Brautraub

[Der Name der Hoffnung, Teil 2]

Das Herz heilt nur langsam, manchmal nie. Aber je länger, die beiden zusammen blieben, umso besser ging es der Geretteten. Es war unvermeidlich, die beiden hatten sich ineinander verliebt, doch konnten sie es niemanden sagen. Ihre Familien würden das sicher nicht dulden, darum blieben sie im Heim des blondgelockten jungen Mannes, behütet und glücklich.

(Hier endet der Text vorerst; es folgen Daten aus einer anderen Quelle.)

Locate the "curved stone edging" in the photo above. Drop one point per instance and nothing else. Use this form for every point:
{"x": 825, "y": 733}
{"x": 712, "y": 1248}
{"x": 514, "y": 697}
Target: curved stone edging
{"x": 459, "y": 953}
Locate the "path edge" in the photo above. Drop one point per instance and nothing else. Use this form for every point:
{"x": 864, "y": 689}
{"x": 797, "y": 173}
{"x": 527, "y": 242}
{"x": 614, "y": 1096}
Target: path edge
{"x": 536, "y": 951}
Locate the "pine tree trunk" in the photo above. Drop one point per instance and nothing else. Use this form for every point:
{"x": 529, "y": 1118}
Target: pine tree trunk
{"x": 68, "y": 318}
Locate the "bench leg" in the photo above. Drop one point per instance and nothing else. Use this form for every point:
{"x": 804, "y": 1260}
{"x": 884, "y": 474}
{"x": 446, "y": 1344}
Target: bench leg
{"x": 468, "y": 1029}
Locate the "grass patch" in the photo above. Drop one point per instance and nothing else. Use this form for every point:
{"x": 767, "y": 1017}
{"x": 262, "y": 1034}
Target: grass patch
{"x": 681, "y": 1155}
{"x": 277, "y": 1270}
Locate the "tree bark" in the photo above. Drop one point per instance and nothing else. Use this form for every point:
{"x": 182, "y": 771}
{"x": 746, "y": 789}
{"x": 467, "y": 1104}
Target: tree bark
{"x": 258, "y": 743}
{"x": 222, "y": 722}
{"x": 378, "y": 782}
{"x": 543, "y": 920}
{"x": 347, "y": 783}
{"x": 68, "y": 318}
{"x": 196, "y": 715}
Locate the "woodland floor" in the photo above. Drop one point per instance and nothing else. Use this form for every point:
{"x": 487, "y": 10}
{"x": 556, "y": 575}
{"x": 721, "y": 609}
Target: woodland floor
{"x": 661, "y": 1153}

Eines Tages stand die Verliebte auf einer Blumenwiese und stellte einen Blumenstrauß zusammen, sie wollte ihn in eine Vase auf den Esstisch stellen. In neue Kleider einer Magd, die er ihr mitgebracht hatte, gekleidet und die Haare unter einer beigen Haube versteckt, erfreute sie sich des gerade anbrechenden Tages. Auf ihren Wangen war ein zartes rosa zu erkennen, denn der Morgen war etwas kühl und windig. Jede Blume wählte sie sorgfältig aus und war so vertieft darin, sodass sie ihren Geliebten gar nicht wahrnahm. Erst als er keuchend neben ihr zum Stillstand kam, wandte die junge Frau sich ihm zu. „Aber Tryphon, was ist denn los? Du bist ja ganz verschwitzt.“ hauchte sie ihm entgegen und strich durch sein Haar. „Er…“, hustete er mehr als dass er sprach, „er… hrm… hat…“, nochmal holte er tief Luft, „…ja gesagt!“.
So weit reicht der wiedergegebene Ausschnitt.